Yes, KDE will give the most windows-like experience. The user learning curve for a Mandriva 2007 system running KDE will be pretty short. The admin learning curve is much different and is pretty steep for someone who only knows windows, but the open nature of any Linux vs the closed nature of Windows means that you really can fix it and tweak it. No registry, you see.
Coming back to mysql vs microsoft sql; I would be simply astonished if the file formats were the same. SQL means standard (or structured) query language, not standard file format. So it seems to me to be very unlikely that you could ship a mysql file to a client and have him use it in microsoft sql.
However, you certainly could export a file from mysql and expect your client to be able to import that exported file.
Technically FAT32 partitions are recognized for reading and writing by both Linux and Windows.

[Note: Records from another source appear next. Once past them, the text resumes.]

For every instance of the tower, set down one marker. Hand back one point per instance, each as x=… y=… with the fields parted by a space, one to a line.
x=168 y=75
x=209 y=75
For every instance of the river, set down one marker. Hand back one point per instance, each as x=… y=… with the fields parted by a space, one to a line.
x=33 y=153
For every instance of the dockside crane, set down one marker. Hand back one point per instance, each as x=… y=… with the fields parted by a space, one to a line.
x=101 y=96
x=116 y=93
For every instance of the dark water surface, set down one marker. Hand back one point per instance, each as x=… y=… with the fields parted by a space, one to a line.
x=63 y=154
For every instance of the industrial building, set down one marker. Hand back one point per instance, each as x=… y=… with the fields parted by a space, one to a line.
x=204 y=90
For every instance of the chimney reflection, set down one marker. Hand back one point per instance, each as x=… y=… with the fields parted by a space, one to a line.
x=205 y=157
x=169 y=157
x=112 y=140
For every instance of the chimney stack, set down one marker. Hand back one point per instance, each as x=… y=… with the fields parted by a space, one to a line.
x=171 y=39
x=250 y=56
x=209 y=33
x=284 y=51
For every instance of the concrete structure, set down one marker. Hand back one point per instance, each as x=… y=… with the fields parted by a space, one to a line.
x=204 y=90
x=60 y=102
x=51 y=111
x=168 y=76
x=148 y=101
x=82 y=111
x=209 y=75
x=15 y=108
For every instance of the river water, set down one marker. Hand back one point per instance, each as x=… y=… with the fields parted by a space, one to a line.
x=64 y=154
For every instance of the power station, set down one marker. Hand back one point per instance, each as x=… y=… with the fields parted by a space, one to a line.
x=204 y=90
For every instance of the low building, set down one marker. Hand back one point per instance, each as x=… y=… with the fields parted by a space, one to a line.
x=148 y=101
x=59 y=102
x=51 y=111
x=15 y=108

Normally you can't install latest windows as FAT but here is a little hint: I made the linux partitions first and installed linux. Among them I had a plain FAT partition. When I re-installed windowsXP in the rest of the disk, a bonus option of installing it as FAT in the unpartitioned space showed up . Then I had to reinstall linux because windows messed up the bootloader. Now my winXP are in FAT and I can access them at will through linux. Very practical.
FAT is a really, really bad choice for a modern OS. Among other things, it is not robust and it wastes space. The one advantage is that, since it is so crude and primitive, it was easily reverse engineered and therefore every OS supports it. This removes the file system as an obstacle for working on a broken Windows system.
You can write NTFS (using a Linux kernel > 2.6.14) with the Captive NTFS package, which uses the actual Windows file system DLLs to handle the job. It ain't native, but if you *have* to write NTFS from Linux, it works.